Knox's parents divorced when she was a toddler, but they raised their two daughters together. They shared the pride when Knox made the Dean's List at the University of Washington, and the financial concerns when she yearned to spend her junior year abroad.

"We basically told her that, you know, here's how much we have available, and she said, 'Well, I can make up the rest,'" said Curt Knox.

According to Deanna Knox, her sister "never went out. She stayed home, studied and worked, and that's all she did, just so she could afford to go [abroad]." Two years, countless jobs and $7,000 later, Knox had made her dream a reality.

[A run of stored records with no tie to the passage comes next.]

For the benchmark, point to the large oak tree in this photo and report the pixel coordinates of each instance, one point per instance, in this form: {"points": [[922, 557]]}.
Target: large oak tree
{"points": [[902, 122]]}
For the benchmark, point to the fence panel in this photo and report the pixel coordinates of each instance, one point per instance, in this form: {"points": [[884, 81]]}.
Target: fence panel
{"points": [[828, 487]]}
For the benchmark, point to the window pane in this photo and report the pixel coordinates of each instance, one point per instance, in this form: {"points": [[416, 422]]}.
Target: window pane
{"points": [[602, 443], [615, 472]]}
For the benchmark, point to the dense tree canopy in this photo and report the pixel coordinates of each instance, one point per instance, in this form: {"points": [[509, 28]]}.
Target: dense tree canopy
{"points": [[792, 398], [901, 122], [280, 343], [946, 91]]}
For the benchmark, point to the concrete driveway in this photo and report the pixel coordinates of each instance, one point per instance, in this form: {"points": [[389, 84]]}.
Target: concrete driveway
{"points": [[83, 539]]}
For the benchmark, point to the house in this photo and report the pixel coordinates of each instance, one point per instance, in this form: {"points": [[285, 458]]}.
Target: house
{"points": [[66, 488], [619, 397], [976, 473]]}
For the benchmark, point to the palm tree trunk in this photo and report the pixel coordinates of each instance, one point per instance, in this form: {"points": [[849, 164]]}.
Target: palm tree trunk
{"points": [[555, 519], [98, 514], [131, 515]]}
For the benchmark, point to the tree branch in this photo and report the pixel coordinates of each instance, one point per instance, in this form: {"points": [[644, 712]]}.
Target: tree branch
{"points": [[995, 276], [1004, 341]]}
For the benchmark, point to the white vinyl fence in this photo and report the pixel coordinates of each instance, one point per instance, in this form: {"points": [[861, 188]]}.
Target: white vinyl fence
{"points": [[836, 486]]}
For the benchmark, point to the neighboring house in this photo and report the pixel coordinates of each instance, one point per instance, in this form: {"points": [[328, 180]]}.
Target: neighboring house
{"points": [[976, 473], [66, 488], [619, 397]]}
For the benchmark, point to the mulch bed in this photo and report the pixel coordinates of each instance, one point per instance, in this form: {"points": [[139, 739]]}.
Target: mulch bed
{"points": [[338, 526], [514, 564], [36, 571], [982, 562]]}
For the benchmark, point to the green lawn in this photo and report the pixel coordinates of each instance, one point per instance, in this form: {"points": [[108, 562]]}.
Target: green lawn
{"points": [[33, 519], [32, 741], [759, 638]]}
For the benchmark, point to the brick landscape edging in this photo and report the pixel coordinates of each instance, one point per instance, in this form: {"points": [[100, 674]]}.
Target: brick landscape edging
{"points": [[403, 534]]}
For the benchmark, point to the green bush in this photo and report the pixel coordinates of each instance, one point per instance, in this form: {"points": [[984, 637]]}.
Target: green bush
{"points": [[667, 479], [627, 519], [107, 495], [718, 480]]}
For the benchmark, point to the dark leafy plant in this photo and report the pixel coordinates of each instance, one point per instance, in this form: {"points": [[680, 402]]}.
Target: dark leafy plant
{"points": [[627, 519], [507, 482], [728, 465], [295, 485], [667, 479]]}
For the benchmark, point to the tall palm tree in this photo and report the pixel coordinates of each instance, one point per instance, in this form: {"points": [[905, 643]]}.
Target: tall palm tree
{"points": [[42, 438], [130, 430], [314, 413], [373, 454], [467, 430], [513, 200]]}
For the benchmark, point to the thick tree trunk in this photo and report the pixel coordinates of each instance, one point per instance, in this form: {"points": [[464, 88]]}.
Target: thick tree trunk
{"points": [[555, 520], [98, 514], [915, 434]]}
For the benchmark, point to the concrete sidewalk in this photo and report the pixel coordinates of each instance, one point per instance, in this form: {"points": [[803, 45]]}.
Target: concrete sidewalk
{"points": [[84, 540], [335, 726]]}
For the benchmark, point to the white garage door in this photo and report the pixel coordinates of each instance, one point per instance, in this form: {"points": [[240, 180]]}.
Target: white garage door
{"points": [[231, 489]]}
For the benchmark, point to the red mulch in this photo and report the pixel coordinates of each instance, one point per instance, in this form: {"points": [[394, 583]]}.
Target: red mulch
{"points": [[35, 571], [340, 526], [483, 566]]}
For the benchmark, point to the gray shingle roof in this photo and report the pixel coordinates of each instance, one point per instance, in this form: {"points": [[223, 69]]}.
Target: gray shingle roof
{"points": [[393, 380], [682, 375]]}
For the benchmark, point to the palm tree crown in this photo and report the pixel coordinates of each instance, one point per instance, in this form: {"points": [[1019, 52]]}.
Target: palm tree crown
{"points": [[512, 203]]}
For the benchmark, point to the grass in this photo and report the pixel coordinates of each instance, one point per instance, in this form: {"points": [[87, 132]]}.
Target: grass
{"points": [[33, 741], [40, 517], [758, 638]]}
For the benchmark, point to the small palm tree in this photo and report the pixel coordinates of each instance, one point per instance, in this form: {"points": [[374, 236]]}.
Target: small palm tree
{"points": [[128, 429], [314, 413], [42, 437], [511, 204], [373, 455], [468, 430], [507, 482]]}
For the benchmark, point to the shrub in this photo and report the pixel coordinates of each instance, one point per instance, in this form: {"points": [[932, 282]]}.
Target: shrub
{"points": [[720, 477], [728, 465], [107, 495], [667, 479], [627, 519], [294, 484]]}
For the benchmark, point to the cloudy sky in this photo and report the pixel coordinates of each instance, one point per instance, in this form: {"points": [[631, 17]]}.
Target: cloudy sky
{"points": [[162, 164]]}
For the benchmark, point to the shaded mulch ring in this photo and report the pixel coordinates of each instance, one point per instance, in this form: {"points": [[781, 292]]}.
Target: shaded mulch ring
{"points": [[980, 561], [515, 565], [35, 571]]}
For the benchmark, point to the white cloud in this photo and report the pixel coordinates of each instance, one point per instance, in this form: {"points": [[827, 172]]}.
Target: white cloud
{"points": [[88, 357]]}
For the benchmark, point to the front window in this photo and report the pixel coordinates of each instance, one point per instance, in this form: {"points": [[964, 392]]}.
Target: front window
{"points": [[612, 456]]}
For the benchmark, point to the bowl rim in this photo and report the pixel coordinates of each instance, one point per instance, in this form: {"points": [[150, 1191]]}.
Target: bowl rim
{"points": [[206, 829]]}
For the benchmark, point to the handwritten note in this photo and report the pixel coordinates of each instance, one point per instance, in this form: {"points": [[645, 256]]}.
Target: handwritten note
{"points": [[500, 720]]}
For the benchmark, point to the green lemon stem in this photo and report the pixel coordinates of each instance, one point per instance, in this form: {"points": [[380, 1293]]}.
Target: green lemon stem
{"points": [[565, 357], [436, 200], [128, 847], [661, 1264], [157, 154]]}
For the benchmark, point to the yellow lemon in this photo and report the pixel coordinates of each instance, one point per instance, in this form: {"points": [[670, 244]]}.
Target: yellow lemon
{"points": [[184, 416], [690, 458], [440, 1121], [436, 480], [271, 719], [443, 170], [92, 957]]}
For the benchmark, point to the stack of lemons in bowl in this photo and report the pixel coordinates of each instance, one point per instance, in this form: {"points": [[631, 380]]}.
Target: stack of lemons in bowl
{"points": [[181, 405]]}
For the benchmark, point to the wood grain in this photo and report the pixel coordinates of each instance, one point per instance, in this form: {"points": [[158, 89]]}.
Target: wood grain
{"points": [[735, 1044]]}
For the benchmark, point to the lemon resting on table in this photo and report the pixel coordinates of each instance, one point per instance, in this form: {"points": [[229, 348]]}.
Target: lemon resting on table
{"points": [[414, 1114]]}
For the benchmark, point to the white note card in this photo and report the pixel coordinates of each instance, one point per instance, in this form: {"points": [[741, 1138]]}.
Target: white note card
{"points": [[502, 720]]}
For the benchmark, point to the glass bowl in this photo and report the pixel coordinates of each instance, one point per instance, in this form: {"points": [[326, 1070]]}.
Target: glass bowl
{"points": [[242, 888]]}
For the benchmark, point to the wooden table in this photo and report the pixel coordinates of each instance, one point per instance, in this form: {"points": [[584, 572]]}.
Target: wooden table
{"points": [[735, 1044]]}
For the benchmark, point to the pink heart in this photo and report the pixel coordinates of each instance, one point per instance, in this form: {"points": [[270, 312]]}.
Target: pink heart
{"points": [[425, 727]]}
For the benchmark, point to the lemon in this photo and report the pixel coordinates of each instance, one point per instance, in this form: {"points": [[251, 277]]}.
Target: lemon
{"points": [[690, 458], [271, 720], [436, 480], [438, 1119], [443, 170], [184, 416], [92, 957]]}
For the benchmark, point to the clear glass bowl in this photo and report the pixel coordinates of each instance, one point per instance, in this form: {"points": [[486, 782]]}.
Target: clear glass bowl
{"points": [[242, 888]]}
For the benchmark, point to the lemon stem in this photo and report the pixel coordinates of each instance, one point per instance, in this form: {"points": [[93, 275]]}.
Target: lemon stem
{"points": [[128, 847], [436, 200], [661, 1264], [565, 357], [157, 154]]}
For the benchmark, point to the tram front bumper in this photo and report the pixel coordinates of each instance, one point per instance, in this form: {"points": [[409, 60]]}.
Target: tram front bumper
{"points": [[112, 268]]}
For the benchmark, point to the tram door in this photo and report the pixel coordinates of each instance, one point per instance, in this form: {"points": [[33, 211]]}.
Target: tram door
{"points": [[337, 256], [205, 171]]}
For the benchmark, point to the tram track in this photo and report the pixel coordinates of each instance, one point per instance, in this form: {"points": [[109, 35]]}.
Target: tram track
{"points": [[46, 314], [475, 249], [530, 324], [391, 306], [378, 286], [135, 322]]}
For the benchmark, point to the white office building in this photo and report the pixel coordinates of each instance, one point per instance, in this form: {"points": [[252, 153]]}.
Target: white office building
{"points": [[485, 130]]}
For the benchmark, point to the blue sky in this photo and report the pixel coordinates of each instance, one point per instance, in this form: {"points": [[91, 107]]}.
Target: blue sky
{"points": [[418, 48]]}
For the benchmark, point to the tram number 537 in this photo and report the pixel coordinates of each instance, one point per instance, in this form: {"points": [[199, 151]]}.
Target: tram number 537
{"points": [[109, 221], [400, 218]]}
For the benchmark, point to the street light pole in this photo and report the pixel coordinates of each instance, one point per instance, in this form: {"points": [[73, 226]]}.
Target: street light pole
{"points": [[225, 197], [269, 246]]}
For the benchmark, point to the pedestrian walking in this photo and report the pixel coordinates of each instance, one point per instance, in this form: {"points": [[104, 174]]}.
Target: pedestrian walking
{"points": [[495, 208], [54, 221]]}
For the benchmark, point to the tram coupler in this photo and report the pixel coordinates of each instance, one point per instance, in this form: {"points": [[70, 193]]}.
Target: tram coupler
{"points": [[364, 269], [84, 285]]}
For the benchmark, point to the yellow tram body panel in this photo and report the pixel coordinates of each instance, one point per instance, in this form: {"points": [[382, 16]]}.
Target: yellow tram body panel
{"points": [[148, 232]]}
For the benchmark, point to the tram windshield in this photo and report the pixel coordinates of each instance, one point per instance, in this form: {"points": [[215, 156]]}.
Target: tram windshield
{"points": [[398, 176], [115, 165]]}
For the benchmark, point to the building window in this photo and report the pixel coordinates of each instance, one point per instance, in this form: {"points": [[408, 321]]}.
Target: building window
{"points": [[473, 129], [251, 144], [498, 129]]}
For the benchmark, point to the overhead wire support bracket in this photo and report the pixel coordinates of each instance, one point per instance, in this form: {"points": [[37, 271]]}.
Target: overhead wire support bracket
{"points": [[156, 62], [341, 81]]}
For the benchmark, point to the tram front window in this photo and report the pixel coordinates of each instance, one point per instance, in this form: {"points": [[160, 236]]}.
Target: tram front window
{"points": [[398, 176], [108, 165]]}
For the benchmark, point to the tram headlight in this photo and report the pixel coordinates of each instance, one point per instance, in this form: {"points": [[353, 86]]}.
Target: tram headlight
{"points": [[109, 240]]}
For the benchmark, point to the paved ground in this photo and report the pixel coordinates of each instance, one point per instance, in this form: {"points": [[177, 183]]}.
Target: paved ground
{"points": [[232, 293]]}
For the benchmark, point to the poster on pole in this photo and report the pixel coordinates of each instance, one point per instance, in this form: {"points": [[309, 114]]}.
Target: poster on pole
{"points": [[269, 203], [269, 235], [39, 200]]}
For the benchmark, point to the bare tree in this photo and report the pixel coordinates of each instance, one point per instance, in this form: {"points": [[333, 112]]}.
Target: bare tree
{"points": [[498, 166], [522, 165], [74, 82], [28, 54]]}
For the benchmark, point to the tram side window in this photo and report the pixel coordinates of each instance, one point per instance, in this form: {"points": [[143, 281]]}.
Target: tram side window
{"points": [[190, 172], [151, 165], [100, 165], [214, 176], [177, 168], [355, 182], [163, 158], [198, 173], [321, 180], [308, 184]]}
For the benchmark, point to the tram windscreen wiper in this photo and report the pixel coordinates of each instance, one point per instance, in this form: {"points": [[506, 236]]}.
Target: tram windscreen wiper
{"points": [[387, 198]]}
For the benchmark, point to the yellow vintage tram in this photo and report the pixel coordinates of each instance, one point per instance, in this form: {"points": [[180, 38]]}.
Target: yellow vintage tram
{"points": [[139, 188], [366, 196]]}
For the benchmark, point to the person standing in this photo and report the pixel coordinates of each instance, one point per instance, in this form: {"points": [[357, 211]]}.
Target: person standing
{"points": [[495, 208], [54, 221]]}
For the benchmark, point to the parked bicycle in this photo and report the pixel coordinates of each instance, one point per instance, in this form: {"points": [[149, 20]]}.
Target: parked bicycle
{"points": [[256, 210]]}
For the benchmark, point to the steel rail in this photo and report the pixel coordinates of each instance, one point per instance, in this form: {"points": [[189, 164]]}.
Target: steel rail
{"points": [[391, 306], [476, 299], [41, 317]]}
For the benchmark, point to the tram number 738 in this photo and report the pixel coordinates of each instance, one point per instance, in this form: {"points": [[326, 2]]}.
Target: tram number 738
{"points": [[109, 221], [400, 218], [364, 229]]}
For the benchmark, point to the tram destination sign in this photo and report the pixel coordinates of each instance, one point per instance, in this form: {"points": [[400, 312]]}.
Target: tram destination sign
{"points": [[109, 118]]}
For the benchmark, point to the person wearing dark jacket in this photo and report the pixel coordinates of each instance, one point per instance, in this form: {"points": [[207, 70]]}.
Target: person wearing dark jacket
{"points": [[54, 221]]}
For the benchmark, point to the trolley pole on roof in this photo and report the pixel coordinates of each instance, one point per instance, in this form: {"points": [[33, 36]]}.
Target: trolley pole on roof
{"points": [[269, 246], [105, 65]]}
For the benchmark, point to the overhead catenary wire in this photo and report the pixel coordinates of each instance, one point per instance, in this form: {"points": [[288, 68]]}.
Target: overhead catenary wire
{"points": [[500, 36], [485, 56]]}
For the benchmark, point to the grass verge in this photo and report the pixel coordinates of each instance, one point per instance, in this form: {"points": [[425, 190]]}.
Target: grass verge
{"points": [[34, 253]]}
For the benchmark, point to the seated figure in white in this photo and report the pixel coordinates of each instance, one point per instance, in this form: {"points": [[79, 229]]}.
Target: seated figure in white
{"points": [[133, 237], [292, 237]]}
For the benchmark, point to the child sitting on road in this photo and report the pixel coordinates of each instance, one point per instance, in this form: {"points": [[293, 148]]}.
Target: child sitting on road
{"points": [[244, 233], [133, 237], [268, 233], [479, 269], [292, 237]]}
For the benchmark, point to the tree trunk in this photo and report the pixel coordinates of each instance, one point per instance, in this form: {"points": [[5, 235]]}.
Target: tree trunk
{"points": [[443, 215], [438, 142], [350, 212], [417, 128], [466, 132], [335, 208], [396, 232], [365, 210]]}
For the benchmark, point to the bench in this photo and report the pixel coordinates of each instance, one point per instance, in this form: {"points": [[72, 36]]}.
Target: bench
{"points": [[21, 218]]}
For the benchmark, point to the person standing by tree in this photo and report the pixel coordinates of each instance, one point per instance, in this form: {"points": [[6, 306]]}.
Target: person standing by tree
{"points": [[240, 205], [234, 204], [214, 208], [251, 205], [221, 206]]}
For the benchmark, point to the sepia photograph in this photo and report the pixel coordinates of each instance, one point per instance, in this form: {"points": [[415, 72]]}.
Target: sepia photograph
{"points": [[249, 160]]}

Perugia is an ancient city two hours north of Rome, known mostly today for its chocolates and its universities, which attracts 40,000 student each year from all over the world.

In August 2007, Deanna Knox accompanied her sister on her first visit to Perugia to find a place to live. They settled on a cottage overlooking the Umbrian valley that Knox would eventually share with two Italian women and Kercher, who also came to Perugia from England to fulfill her dream of studying abroad.

Knox's parents say that their daughter and her roommate got along well.

"Everything seemed to be meshing just fine," said Curt Knox. "I got to hear about [how] her and Meredith spent a bunch of time at this big chocolate festival. And she said, 'Yeah, we had the best time.'"

"They got along great," said Mellas.

Some of Kercher's friends say that Knox got too involved in Perugia's lively social scene, that Kercher complained that her roommate partied too much and brought home too many boys. But Deanna Knox says that doesn't sound like her sister.

"I've seen a lot of people at college just lift a lid and just, I'm free, and go nuts. But Amanda definitely didn't do that. She did not go crazy with men in Italy at any time. I mean, she's a normal girl and she found a guy there, but she did not go crazy."

The guy was Rafaele Sollecito, an Italian engineering student Knox met at a classical music concert.

For Kercher, the experience abroad would take a horrific turn.

On the night of Nov. 1, Kercher went to a friend's house for dinner and then walked home alone. Some time later that night, Kercher was murdered in a brutal assault in her bedroom her throat was slit, she choked on her blood and she was left partially clothed, covered with a duvet.